Lowering one's exposure index is the very first step to getting a more generous exposure. The OP has already told us basically how he meters...lowering the exposure index by one exposure value will lead to a more generous exposure even though he makes no change in his light metering technique.
Generally, Exposure Index is more of a reference for digital cameras as opposed to film. In digital, if you have an exposure index (a TRUE exposure index) of say "800", that is the native value of sensitivity to light that the chip has to record a specific value correctly on the chip itself. Using this value, if assigned by the manufacturer, will yield the best results for noise, contrast and exposure. So, if you go higher or lower than this value, it will involve post processing in both photography and cinematography, which in the case of the OP, is not a helpful thing. It can also introduce a significant level of noise as well, which again is not good. In ISO's, which have been around since 1974 and are a combination of the old ASA and DIN (German) standards. Pushing and pulling the ISO also causes issues within the film. Pull the processing, shooting at say 100 or 200 with 400 ISO film can introduce contrast issues simply because the over exposure can not allow full development of the highlights, and you'll often get muddy looking prints without proper contrast changes. Generally, pulling film is done to control the contrast of a VERY contrasty scene and not for exposure only compensation. If not exposed and compensate in the processing accordingly, you risk blown out highlights on the film itself and gross over exposure. Oppositely, if you push the film, you need to process it differently as well. When you push film, you are grossly under exposing the film (again, according the the manufacturer's recommendations) and compensating for this by significantly over developing. This also has significant issues with both contrast, which is very high (and opposite of pulling the film) and extensive grain. Using specific developers for this, such as Acufine can limit these bad traits, but there are still compensations that need to be made in printing as well. It can get quite complicated. A good densitometer will prove this for the film side quite easily.
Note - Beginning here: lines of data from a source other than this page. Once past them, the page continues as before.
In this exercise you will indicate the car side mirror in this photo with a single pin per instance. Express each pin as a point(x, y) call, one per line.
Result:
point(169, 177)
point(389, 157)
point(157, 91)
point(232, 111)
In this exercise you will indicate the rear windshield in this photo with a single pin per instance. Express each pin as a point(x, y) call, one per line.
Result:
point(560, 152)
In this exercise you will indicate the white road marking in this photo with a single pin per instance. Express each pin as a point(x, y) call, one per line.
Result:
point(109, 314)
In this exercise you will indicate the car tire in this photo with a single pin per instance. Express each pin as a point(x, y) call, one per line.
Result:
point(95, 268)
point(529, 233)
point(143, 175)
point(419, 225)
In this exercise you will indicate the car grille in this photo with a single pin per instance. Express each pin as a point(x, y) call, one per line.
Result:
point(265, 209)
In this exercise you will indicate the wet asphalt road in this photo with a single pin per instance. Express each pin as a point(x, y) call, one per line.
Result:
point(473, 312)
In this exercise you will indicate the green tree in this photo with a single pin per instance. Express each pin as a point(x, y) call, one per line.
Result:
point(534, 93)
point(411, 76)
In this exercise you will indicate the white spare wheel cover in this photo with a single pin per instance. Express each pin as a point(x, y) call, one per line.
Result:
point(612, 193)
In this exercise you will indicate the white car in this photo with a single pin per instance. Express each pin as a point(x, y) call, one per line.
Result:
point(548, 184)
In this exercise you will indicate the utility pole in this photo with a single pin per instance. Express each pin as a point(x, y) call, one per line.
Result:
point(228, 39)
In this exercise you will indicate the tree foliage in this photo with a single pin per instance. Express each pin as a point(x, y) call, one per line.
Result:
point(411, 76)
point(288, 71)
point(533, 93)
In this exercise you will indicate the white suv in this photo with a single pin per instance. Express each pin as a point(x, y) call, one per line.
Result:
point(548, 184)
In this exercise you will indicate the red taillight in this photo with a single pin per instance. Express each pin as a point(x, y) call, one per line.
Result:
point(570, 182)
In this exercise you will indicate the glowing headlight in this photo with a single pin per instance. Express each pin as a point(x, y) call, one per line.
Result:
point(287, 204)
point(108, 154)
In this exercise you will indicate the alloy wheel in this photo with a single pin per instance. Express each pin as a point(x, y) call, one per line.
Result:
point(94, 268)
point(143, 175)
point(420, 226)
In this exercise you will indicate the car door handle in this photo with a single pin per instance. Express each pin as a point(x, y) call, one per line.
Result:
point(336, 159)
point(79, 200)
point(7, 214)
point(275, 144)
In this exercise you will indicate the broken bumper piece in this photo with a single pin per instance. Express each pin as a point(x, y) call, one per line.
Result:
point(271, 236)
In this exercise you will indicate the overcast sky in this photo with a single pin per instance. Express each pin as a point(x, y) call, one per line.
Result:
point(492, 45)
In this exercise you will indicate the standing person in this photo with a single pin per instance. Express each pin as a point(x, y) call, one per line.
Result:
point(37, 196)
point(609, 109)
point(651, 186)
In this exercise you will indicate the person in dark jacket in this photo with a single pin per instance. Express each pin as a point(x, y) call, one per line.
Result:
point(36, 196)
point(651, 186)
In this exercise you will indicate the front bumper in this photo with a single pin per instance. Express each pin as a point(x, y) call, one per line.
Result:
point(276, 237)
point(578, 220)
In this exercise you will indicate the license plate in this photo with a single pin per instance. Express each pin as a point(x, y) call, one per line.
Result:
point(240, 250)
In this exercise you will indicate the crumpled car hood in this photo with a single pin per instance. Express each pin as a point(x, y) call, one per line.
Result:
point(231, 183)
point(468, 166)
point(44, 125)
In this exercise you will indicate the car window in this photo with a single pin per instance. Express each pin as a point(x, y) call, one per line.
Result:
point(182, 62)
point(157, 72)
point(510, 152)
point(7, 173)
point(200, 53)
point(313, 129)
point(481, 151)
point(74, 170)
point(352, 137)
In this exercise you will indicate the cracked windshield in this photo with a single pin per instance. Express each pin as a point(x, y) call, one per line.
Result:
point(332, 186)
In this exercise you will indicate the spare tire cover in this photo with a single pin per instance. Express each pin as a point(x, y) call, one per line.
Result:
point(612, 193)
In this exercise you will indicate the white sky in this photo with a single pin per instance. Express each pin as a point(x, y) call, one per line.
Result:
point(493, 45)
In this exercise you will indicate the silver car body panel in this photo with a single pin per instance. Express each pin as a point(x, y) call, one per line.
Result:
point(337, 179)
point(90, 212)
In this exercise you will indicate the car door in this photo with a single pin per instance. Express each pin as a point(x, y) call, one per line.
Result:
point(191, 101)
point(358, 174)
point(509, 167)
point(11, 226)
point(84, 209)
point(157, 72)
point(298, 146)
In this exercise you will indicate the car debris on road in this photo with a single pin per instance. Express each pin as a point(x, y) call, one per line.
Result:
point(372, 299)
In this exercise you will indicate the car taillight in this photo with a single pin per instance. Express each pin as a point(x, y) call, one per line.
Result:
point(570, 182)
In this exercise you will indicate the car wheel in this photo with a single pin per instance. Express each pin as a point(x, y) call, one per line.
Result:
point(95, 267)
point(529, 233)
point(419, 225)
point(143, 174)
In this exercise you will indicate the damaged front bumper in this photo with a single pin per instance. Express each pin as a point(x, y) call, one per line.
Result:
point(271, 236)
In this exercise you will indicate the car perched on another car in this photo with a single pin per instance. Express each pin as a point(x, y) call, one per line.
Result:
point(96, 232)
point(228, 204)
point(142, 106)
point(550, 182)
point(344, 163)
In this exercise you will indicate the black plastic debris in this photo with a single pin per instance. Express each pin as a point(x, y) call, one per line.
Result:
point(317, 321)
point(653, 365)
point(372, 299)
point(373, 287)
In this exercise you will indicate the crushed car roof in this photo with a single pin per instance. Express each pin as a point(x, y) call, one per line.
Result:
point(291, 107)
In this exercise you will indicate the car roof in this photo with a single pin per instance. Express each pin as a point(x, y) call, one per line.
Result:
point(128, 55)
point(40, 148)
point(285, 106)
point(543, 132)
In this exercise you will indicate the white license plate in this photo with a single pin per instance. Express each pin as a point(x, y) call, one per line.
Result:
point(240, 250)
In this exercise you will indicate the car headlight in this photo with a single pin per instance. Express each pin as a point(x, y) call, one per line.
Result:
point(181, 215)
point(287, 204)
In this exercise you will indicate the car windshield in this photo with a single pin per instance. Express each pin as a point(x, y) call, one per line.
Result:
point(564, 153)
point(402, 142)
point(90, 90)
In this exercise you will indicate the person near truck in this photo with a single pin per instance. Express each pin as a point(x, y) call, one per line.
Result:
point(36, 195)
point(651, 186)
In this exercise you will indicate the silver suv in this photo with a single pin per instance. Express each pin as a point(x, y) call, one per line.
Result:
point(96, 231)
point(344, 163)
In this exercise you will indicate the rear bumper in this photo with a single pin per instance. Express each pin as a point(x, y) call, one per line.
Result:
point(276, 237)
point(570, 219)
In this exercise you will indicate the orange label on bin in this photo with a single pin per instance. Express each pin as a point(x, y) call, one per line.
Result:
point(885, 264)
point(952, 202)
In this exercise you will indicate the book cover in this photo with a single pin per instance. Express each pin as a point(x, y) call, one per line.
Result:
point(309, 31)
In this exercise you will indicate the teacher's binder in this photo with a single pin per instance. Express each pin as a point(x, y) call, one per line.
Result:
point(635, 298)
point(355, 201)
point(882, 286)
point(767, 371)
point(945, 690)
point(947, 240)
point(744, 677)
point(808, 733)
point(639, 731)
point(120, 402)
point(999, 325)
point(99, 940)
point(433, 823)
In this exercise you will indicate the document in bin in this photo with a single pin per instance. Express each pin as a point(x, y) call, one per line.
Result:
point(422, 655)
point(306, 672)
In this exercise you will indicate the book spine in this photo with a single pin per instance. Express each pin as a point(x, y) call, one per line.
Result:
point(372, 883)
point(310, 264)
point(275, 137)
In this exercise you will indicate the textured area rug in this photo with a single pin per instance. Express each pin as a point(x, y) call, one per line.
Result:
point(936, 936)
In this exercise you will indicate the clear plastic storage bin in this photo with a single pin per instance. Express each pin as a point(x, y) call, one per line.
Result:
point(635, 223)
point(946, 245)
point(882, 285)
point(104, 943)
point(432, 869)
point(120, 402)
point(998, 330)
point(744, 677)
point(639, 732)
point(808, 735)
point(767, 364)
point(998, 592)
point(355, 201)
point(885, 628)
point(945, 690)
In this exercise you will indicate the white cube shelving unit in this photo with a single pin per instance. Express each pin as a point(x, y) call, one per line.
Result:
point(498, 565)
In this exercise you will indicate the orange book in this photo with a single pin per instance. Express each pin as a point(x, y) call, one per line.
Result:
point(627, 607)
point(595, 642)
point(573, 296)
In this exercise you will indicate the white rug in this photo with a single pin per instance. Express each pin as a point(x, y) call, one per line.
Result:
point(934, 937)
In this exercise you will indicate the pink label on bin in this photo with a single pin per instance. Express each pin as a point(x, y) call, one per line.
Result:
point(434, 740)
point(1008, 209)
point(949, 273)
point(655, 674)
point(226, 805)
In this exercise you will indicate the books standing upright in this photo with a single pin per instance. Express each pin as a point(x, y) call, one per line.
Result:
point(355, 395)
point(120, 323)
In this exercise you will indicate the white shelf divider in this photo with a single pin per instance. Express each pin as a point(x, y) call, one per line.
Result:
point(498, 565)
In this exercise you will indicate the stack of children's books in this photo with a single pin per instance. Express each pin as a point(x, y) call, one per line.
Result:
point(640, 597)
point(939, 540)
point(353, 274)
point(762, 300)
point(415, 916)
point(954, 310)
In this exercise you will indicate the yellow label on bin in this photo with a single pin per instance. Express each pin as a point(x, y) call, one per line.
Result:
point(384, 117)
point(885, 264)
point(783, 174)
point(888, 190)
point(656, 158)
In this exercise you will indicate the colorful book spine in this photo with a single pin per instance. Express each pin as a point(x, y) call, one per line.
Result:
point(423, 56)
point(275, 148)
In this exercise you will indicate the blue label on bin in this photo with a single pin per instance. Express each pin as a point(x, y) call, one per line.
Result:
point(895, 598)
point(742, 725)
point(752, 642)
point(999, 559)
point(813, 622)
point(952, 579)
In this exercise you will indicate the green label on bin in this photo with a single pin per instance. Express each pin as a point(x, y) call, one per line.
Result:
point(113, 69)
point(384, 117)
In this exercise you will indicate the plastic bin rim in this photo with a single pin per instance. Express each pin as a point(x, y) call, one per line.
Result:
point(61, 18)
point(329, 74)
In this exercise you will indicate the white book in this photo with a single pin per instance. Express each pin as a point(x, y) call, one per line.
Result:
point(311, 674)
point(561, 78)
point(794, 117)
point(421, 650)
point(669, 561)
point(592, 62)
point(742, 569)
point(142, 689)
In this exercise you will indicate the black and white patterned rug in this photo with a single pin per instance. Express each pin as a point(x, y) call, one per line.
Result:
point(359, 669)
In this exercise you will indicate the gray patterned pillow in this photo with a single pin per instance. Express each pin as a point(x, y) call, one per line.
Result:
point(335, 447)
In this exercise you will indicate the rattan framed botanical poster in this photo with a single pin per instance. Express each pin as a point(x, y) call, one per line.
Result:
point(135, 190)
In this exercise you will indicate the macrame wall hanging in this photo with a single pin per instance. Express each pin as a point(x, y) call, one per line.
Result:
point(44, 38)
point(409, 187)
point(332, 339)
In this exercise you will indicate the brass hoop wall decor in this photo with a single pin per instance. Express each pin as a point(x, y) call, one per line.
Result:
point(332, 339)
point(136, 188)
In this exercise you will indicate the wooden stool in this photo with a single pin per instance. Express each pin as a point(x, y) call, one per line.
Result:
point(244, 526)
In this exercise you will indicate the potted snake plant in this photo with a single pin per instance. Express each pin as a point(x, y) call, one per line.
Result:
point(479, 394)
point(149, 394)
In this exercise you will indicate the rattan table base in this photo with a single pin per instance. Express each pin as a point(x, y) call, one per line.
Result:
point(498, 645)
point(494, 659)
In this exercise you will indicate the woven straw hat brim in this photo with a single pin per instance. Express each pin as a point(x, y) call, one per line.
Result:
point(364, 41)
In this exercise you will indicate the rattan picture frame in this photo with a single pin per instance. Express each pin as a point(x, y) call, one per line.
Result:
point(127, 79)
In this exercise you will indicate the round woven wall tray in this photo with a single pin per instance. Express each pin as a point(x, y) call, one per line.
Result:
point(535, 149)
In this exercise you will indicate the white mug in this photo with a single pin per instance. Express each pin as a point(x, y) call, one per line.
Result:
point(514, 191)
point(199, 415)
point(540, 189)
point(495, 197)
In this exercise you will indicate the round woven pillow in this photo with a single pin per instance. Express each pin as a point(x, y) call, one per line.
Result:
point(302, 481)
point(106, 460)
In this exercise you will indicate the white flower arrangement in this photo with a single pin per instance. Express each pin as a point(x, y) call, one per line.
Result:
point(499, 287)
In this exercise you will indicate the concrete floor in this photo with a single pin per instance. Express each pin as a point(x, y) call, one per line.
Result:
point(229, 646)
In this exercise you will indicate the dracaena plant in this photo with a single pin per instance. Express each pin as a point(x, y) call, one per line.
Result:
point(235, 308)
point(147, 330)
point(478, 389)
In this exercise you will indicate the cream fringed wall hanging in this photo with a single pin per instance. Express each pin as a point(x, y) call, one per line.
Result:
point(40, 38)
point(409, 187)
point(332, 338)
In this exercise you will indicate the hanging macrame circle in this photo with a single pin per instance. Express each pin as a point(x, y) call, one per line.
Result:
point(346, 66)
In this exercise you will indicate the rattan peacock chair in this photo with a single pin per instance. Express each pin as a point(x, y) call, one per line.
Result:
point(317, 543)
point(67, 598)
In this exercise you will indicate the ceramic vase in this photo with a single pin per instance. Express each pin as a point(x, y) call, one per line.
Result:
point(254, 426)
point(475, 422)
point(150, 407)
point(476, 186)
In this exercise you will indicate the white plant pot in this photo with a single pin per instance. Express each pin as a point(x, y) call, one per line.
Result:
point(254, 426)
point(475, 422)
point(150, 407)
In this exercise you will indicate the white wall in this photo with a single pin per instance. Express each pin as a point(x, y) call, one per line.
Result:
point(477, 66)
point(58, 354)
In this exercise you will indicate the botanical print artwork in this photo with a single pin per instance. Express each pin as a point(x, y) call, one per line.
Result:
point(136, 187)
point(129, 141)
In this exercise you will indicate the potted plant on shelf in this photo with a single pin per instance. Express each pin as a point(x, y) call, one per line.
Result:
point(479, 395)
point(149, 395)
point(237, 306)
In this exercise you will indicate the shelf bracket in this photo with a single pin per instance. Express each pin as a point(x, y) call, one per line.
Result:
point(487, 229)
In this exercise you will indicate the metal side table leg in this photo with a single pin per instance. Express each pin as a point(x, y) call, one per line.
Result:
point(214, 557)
Because of this complication, and the OP own admission that they are fairly new to all of this, it is best to stick to the manufacturer's recommendations. Shoot at 400 ISO, metering correctly, then developing correctly with fresh chemistry and good working habits consistently and their results will improve. Changing ISO's and EI's, and using the terms interchangeably is confusing to anyone starting out in this process, so let's keep it simple for them and make it correct. After they become more proficient, then start the experimentation, but first, get it right to begin with. Just my take on this.